Kingston Theatre was reportedly relatively small, but it played an important role as the island's main venue and as a part of the official representational life of the British Governor and the high society life of the Jamaican Planter aristocracy. It enjoyed success during the American Revolutionary War when performances were staged three to four times a week and the boxes of the theatre were leased by the members of the planter elite.

Old American Company left Jamaica for the United States in 1785, and the Kingston Theatre was used for concerts, circus performances, amateur theatre and other activities for the next years. In 1790–1803, it was managed by private owners. The building was expanded in 1814, and reportedly had 700 seats in 1821.

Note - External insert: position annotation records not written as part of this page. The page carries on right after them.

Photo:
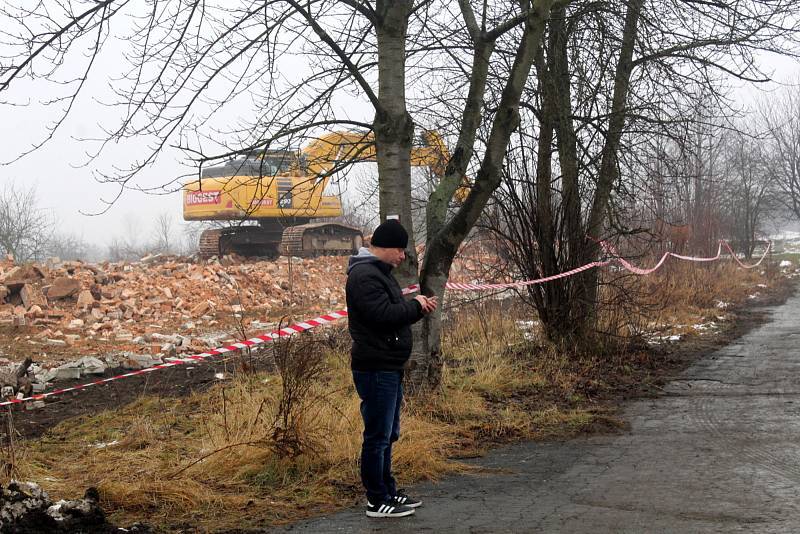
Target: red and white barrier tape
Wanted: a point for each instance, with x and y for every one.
(340, 314)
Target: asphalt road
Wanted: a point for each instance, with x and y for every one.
(720, 452)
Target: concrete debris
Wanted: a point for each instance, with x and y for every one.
(26, 508)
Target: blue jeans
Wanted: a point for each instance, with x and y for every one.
(381, 393)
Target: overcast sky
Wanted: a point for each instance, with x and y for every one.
(65, 183)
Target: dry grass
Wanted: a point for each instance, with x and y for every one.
(212, 459)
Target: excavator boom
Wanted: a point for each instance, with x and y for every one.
(282, 190)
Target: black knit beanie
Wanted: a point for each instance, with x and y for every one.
(390, 234)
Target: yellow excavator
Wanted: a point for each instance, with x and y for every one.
(283, 190)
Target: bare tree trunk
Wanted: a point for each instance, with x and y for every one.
(608, 164)
(394, 128)
(444, 239)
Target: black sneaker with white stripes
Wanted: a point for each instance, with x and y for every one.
(404, 500)
(388, 509)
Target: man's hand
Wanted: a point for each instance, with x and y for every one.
(428, 303)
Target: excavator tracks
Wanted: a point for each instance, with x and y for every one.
(319, 239)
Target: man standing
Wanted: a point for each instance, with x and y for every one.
(380, 322)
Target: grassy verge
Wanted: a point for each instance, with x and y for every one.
(266, 449)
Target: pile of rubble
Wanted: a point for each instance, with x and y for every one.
(26, 509)
(70, 302)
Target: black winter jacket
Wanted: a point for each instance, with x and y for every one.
(379, 317)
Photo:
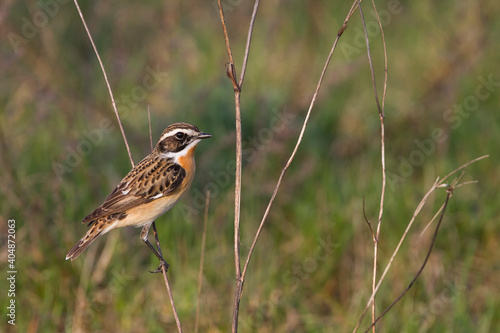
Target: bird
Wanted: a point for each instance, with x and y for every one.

Kingston Theatre again operated as a theatre in 1812–1822, during which it enjoyed a period of great popularity. It became somewhat notorious for the frequent fights which occurred, some of them due to racial tension. The theatre operated again in 1827–29, and was employed for a number of different entertainments. In 1838, the building was deemed to be too decrepit and marked for demolition, but was destroyed by fire. It was succeeded by the Theatre Royal, Kingston, which was opened in 1840 and was destroyed in the 1907 Kingston earthquake.

== The Ward Theatre ==
In 1912 Charles James Ward built a new theatre on the site, presenting it to the "Mayor and Council of the City of Kingston" (later Kingston and St. Andrew Corporation), who named it the Ward Theatre in his honour.

The Ward Theatre hosted the weightlifting events at the 1966 British Empire and Commonwealth Games.

It was closed in 1982 for structural repairs, then in 1986 adopted by the Ward Theatre Foundation to operate and maintain, under a 25-year lease agreement.